What? Really? People change their behaviour because of taxes? Sirsly?
No, no, there must be some mistake here. We all know that people called upon to proffer up their mere fair share to the common weal don’t change their behaviour in order to dodge that righteous gifting. After all, if they did then the Laffer Curve would be true and there’d be a limit to how much can be shaken out of the pockets of the rich.
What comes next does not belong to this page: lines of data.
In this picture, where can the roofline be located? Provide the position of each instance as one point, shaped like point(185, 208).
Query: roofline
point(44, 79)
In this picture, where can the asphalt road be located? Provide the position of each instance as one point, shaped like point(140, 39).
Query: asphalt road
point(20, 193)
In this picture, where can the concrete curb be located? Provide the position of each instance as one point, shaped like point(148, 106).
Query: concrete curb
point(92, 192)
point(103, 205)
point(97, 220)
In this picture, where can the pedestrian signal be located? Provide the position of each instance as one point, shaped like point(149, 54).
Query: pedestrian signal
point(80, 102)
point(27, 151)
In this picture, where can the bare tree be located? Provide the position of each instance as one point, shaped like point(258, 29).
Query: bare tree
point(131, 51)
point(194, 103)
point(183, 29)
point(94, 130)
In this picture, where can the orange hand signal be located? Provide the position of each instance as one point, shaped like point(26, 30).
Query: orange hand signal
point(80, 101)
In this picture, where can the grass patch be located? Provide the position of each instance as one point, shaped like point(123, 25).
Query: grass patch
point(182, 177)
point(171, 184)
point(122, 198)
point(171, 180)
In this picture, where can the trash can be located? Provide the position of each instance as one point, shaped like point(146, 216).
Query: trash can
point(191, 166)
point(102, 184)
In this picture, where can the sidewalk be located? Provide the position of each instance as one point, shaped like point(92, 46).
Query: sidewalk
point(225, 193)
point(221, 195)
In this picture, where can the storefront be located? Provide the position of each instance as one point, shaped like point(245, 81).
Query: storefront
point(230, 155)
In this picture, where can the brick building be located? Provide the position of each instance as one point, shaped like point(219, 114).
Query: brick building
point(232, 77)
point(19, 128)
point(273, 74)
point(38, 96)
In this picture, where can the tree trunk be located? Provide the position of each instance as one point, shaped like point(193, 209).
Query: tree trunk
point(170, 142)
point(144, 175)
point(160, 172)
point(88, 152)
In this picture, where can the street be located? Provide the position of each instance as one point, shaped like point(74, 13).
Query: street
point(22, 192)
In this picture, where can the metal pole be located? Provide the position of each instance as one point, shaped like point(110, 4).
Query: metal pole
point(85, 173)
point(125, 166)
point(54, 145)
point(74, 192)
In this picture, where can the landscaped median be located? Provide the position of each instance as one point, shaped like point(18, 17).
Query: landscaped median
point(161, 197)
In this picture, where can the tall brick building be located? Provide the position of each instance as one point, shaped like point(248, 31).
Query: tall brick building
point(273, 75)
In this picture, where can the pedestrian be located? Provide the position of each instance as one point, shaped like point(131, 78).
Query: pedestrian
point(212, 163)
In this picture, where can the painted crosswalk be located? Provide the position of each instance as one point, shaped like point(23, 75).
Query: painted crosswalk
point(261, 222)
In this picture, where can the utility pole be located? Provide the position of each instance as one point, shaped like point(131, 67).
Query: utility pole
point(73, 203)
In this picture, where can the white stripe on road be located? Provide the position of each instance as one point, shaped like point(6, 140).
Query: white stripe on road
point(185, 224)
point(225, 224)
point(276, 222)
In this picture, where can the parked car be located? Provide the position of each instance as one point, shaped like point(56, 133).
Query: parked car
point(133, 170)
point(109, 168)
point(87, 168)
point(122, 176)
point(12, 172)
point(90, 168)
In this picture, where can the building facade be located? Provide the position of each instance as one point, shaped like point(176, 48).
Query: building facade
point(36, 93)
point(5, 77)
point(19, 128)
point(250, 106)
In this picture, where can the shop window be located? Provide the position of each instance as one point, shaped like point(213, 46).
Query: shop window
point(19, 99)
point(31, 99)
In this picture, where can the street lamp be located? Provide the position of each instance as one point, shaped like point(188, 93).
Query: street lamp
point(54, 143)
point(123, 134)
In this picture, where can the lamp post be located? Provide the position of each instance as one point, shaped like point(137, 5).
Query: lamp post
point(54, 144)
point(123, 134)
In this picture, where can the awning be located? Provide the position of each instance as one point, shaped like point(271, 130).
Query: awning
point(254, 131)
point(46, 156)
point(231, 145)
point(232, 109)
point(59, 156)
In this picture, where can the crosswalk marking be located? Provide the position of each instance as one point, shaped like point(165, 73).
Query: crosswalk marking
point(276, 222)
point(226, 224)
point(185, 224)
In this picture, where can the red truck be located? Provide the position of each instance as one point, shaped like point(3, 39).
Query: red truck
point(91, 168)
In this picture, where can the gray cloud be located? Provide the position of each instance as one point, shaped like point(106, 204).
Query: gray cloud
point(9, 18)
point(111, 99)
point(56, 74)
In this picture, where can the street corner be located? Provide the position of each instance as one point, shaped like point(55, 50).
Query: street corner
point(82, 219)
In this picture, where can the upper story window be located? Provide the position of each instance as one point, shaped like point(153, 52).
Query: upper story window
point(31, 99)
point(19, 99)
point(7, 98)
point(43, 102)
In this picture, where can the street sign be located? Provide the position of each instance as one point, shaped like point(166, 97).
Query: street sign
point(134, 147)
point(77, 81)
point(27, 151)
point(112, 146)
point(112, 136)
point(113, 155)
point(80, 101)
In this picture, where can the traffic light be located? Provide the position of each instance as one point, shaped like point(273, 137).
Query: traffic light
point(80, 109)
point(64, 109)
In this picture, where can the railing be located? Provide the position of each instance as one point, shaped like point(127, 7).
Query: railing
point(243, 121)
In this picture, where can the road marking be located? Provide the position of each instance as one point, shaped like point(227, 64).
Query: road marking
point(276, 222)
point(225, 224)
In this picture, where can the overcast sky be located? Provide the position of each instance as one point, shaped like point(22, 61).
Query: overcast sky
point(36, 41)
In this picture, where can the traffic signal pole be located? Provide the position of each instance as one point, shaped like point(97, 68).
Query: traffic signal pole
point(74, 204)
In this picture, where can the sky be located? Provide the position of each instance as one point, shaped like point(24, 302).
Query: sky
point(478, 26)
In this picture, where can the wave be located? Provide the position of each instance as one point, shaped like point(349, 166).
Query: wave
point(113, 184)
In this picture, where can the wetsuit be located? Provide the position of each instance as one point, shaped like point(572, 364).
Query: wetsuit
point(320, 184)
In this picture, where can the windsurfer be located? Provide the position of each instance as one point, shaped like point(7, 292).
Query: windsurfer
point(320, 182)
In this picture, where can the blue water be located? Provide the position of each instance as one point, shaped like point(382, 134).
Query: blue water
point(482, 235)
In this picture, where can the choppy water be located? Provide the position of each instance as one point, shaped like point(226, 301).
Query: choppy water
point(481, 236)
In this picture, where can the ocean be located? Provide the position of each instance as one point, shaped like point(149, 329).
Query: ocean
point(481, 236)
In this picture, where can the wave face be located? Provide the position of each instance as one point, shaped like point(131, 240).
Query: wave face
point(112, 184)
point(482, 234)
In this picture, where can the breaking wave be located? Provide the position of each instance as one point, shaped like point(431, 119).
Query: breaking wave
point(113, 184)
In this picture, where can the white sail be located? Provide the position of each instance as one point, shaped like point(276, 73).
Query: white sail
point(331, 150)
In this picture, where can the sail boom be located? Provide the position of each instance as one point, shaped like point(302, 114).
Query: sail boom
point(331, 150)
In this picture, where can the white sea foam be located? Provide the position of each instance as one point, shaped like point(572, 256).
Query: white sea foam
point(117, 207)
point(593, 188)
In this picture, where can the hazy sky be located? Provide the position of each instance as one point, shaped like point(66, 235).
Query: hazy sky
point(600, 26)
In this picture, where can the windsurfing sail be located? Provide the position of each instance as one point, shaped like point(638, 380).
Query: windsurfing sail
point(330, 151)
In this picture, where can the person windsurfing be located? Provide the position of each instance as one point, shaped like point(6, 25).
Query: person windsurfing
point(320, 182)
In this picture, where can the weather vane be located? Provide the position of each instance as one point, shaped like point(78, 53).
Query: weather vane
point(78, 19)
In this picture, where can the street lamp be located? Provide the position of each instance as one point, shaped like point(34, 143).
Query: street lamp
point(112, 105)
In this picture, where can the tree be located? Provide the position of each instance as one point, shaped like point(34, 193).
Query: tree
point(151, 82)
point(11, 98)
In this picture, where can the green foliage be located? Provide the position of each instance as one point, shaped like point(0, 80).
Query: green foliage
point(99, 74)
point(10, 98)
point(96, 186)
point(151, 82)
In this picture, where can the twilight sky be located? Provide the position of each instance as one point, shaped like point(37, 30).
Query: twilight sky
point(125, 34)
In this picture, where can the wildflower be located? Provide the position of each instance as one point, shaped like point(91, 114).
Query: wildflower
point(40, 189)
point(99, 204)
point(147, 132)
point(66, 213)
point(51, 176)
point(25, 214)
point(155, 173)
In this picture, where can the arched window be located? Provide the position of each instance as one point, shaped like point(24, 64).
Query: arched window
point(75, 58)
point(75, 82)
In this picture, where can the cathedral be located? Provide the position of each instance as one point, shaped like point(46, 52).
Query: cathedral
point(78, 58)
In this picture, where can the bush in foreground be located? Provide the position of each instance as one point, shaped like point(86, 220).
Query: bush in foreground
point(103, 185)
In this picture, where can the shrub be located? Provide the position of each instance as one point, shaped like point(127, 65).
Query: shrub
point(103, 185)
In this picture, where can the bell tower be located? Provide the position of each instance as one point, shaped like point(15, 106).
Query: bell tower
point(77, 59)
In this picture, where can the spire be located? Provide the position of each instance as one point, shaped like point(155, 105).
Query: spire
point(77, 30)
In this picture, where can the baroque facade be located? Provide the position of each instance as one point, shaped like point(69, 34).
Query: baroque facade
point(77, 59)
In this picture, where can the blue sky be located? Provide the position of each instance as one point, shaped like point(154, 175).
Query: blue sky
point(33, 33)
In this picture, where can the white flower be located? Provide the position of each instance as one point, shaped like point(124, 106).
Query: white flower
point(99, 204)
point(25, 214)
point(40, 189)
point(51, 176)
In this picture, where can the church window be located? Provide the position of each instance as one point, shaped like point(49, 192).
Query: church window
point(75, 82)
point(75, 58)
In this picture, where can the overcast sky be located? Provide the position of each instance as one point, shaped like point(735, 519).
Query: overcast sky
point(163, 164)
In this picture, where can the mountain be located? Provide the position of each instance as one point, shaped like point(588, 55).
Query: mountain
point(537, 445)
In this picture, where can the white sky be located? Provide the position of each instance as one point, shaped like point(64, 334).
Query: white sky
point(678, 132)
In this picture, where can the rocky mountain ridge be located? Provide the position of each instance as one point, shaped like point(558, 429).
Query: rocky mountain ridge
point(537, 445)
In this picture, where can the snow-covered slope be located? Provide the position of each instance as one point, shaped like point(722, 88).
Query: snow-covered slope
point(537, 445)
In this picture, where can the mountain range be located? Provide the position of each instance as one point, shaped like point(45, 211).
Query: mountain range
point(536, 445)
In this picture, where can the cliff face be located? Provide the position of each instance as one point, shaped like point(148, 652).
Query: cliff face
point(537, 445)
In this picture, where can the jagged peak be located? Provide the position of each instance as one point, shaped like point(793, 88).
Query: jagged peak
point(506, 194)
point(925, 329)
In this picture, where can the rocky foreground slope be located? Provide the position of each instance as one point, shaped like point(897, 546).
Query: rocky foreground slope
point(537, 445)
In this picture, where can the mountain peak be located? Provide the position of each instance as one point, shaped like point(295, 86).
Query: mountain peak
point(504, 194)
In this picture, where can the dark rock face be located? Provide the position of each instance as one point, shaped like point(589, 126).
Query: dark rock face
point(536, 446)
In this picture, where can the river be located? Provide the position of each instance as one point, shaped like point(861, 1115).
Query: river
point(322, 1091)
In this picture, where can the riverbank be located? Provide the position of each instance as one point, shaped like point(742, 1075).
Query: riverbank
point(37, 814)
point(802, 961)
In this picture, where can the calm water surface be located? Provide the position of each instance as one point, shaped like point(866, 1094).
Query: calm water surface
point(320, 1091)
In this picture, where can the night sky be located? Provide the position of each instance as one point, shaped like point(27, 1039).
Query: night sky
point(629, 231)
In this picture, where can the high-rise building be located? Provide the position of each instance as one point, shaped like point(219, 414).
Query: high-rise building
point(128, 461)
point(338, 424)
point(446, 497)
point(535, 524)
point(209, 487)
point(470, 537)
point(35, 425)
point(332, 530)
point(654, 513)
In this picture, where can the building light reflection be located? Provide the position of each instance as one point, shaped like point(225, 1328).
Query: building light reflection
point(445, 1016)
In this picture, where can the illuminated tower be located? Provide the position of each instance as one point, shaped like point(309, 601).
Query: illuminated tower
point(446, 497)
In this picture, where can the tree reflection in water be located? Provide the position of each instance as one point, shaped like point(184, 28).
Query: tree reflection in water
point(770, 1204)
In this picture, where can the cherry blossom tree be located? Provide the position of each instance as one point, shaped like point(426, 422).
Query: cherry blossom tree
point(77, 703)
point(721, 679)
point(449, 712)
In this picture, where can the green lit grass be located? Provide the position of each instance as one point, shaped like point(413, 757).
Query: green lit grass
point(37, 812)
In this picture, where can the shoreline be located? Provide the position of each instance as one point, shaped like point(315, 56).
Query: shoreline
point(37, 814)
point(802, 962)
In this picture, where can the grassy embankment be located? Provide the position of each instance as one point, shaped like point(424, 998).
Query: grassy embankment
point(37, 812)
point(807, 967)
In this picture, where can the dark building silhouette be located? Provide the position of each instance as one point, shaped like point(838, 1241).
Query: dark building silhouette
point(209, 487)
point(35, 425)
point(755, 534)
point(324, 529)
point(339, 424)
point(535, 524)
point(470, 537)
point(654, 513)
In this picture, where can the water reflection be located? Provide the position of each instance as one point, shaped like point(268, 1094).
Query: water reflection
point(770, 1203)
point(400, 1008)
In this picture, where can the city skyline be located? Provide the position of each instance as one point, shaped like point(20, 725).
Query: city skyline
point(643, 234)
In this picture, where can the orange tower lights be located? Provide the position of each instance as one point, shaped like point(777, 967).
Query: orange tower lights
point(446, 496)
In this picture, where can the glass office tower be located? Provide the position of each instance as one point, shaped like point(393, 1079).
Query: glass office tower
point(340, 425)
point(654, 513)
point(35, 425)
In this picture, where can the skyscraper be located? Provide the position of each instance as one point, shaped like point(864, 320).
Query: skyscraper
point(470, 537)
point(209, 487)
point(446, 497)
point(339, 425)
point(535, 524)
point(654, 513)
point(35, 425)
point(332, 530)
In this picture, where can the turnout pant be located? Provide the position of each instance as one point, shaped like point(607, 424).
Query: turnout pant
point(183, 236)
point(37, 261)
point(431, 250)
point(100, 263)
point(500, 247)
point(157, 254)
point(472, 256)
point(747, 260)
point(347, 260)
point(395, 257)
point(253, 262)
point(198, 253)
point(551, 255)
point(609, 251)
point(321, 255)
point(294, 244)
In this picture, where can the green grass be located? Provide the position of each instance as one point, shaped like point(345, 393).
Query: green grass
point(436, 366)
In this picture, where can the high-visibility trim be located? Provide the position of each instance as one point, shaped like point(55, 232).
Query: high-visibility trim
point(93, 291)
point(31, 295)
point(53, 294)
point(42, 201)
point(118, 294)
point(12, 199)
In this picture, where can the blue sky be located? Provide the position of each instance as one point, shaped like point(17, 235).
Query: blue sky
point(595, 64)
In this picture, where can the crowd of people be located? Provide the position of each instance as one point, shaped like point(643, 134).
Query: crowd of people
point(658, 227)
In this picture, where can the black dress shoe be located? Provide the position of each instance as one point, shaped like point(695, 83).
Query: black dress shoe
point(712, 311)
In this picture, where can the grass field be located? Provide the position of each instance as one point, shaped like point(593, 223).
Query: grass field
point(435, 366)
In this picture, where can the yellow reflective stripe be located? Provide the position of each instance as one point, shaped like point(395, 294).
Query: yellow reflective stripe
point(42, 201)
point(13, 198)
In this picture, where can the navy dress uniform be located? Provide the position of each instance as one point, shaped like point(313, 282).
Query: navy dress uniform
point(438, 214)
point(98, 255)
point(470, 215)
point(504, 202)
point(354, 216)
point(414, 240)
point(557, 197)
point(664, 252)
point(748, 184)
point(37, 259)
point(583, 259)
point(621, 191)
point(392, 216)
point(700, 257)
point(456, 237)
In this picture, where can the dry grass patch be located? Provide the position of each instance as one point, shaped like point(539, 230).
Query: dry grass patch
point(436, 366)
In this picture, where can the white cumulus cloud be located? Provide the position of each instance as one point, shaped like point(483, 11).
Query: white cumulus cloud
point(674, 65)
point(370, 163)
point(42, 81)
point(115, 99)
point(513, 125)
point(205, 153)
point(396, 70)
They’d not stay around to be turned upside down, or not work so hard, or loaf, so as to not have to pay the higher taxes.
Clearly, that cannot be true.
Ah:
Apparently this is not so. £100k is where the personal allowance starts to be withdrawn, pushing marginal rates up above 60%. In households containing children the withdrawal of varied kiddie related things pushes it over 100%. People really do change their behaviour in the face of marginal tax rates. Even, we have at least some direct evidence of, that happens at rates in the 50 to 60% range. As the Diamond and Saez paper suggests, the US peak of the Laffer is 54% on incomes (note, not income tax, tax upon incomes).
Aren’t we learning things today?
But there’s more! The Centre of the Analysis of Taxation is one of the nom de plumes of Arun Advani and Andy Summers. Who are the people who’ve suggested that 5% “one off” tax on wealth. The one that one of us, in evidence to a committee of the HoC, called “tantamount to theft”. You know, that proposal that is remarkably free of calculations of who would not stick around, not work so hard or loaf more as a result of such a penal level of taxation.
Which is, we think an amusement. Yes, an amusement, for no one could possibly take such an idea seriously now, could they? Not given the evidence presented by the same people.